I got chatting this time. It would be hard to hide my enthusiasm for what they do. They had had their works Christmas do the day before and were a bit frayed around the edges and didn't open until they heard our car pull up. The owner looked tired. He was very pleased I think, to have such enthusiastic customers first thing but we got on to the subject of how it is to run a small business and he told us how this year his stress levels had peaked in the week that he had had to tell the staff that he couldn't pay the wages .

I can empathise with this. They, like us, have concentrated on producing a truly great product with no compromise. Their marketing is good and they probably work harder than you could ever ask an employee and yet they are faced with the truly awful situation of telling their staff that they had to wait for their pay packets. Some of my garden centre customers have been the same this year. Two are up for sale. One has gone and another had to usher me into the office to explain that they were unable to pay the £200 that they owed from their spring sales. This is not some down at heel garden centre. This is an exemplary place with two shops. Small but with an attention to detail that many larger businesses could learn from. These businesses are not run by fools or lazy people. They are run by hard working people with integrity. Some of them are just finding that the simple premise of working hard to sell a good product for a fair price is not enough.

It's the same for us. We have created a product that is second to none in the UK. We have led the way in terms of going peat free. We are innovative in our marketing and our method of selling (which is so generous to the retailer that some of them don't seem to believe it). We stick to our principals of growing our own stock from scratch without importing from abroad. The seasonal nature of our industry has always been a deciding factor. Despite many innitiatives that have tried to get people to plant hardy plants in the autumn and winter we are left with a three month window in the spring in which to make a living. Last year the window was not open until late April and it slammed shut for us in late May.

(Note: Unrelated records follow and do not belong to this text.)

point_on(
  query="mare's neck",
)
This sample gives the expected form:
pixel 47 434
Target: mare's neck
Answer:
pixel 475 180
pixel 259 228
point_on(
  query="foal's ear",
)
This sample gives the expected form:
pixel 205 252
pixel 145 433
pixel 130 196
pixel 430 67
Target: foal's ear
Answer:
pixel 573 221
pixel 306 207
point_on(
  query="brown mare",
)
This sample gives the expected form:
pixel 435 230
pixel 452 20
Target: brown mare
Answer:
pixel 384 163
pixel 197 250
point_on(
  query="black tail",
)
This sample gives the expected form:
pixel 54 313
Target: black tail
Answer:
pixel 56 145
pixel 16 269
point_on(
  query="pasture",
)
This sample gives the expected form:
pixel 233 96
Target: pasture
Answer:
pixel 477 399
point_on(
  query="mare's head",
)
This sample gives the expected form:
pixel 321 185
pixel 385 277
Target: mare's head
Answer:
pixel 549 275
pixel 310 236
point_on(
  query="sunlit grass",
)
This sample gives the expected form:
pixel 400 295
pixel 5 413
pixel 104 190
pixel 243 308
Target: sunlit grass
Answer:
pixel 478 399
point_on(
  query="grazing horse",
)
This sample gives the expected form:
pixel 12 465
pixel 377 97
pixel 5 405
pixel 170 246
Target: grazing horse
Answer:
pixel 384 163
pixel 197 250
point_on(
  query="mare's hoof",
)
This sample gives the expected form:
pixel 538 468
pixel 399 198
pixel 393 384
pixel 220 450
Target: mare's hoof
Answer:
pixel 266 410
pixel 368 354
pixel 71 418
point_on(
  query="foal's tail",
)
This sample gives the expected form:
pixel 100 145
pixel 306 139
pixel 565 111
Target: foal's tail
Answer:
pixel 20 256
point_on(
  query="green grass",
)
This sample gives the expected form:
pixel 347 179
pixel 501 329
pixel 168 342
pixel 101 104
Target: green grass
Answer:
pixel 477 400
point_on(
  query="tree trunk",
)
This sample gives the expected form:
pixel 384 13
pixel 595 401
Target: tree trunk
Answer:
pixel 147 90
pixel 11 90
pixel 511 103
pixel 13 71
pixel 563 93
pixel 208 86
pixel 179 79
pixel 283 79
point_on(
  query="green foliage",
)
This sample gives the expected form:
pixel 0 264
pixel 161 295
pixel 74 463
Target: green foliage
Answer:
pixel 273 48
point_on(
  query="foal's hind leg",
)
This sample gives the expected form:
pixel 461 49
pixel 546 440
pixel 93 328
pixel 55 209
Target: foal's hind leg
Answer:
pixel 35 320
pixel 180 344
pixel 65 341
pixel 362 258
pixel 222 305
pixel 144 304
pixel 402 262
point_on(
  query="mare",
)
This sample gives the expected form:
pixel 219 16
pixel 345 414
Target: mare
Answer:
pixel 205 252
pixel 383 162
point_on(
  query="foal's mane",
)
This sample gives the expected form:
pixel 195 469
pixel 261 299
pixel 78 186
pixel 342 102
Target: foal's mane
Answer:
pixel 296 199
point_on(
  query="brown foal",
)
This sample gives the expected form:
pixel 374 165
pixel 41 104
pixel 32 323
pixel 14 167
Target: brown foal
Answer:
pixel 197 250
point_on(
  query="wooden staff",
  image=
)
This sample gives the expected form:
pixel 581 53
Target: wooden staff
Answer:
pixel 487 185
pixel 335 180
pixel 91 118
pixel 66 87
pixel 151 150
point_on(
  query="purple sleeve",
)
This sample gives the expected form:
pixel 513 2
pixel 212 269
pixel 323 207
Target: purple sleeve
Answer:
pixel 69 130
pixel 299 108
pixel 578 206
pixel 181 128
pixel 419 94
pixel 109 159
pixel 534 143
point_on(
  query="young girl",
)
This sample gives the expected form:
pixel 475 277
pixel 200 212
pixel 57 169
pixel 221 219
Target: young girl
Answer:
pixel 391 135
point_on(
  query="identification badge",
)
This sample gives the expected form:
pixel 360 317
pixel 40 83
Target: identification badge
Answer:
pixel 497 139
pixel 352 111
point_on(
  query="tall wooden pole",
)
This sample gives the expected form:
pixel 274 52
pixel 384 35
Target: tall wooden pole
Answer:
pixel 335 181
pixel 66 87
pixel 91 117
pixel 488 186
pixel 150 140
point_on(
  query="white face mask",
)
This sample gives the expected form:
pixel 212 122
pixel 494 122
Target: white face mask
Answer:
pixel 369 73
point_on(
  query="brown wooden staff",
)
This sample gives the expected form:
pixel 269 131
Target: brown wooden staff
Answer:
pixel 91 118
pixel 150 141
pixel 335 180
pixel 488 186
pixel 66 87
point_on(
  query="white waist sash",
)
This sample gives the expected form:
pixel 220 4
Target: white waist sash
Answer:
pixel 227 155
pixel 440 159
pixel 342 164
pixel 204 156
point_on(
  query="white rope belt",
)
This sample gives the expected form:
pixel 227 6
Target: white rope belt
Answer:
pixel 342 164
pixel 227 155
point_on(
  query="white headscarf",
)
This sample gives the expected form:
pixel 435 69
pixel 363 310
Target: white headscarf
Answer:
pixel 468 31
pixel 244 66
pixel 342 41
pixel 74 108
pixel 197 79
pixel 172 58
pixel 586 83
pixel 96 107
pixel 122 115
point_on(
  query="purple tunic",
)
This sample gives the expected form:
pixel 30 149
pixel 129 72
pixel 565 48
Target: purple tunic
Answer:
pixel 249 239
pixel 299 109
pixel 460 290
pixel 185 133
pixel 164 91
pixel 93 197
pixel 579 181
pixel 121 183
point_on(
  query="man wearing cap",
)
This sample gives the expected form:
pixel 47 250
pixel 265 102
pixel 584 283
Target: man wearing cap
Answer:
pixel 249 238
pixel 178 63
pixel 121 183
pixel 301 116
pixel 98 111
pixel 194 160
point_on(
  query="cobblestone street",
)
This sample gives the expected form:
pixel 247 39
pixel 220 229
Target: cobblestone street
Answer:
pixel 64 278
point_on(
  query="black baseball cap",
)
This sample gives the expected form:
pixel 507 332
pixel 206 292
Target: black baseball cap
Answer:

With the best will in the world you can't make a living like that.

These days, if the extreme seasonality is not enough to contend with, the garden centres also have the likes of Aldi and Tesco muscling in. In the spring the supermarkets now have Danish trollies parked by the door. Full of bedding plants and imported hardy stuff. Some of it is good quality and some of it is atricious. In the coop the plants arrive in perforated boxes that are ripped open and stacked by the front door. If they get watered at all the boxes collapse. If not the poor little plants die of thirst or botrytis which ever gets them first. In Homebase I checked out the little Jamie Oliver six pack of herbs. On average half of each pack were dead. You can buy plants online now but you'll be paying twice the price without ever seeing what you are buying and you'll never get the expirience that you can get from going to a proper garden centre.

I think that for my little business, ten pence on the wholesale price of a 1L plant would make all the difference. This would mean that the retail customer would pay 20 or 25 pence more . For that he or she would get the advantage of seeing the plant there in its pot and therefore being able to check it's quality. Advice from the staff or garden centre owner and the warm glow of possibly saving two small businesses. My garden centre customers say that people won't pay it. They say that they just quote the prices that they see in Tesco or Aldi or the ones that they see on Amazon and quietly disregard the cost of the postage. I don't believe it. I think that given the choice people will choose a UK grown product. They will choose peat free and they will choose the quality and advice that they get from their local garden centre even over Jamie Olivers smiling face. I would like to know what other people think.